Snap Tech IT uses Perch Security as an outsourced SOC and threat detection capability. Bickmore said his company is following a hybrid approach that taps outside experts, as well as full-time, security-focused in-house staff.

The outsourced piece of the company's strategy offers cost benefits and the ability to have an outside party deal with the noise of security alerts. The company's SOC-as-a-service partner "only sends to my team what we need to react to," Bickmore noted.

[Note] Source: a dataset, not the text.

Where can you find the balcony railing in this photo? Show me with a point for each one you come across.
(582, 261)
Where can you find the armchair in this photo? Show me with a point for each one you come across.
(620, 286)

"That's such a big deal to offload ... the grunt work side of security," he said.

Other news

  • Accenture and AWS signed a five-year pact with Takeda Pharmaceutical Company Ltd. to accelerate the company's digital transformation. Takeda, based in Osaka, Japan, aims to move 80% of its applications to the cloud.
  • Wipro Ltd., an IT, consulting and business process services company, said it has agreed to acquire Eximius Design, an engineering services company. Eximius provides offerings and services for building connected products for use in areas such as IoT, Industry 4.0, edge computing, cloud, 5G and AI.
  • ClearScale, a cloud systems integrator based in San Francisco, launched ClearScale Managed Services, formerly known as CloudNoc, to provide monitoring, remediation and infrastructure management for AWS customers. "The need to improve the cloud adoption experience and help companies realize the cloud benefits are two important factors that drove the rollout of our next-gen managed services offering," ClearScale CEO Pavel Pragin said. The company is seeing interest in AWS services within industries such as healthcare and life sciences, software, financial services, media and entertainment, and manufacturing.
  • SADA, a business and technology consultancy based in Los Angeles, completed a rebranding effort. The 20-year-old company worked with digital agency Siegel+Gale on the 12-month project. SADA said it is on track to hit the $1 billion mark as a Google Cloud partner and plans to become IPO-ready within three years.
  • Crayon, a digital transformation company based in Oslo, Norway, is expanding its reseller partnership with Workplace from Facebook. The company said it has been offering Workplace in the Nordic countries since 2018 and will resell that technology in 20 more countries over the next year.
  • Peak-Ryzex Inc., a digital supply chain and mobile workforce solutions provider based in Columbia, Md., said it is offering a new suite of IT staff augmentation and project services in an expansion of its field service portfolio.
  • Anexinet Corp., a digital business transformation solutions provider based in Philadelphia, is partnering with iland, a DRaaS provider.
  • Axcient, a business availability software vendor that targets MSPs, introduced Direct-to-Cloud (D2C), a new cloud-based backup and disaster recovery offering.
  • Absolute, a cybersecurity vendor based in Vancouver, B.C., unveiled a partner program for its ecosystem of channel partners, resellers, distributors, MSPs and systems integrators. Program features include deal registration, marketing resources and market development funds.
  • VMRay, an automated malware analysis and detection solutions provider based in Germany, entered a partnership with Ingram Micro. The distribution deal extends VMRay's reach in Europe.

Market Share is a news roundup that publishes every Friday.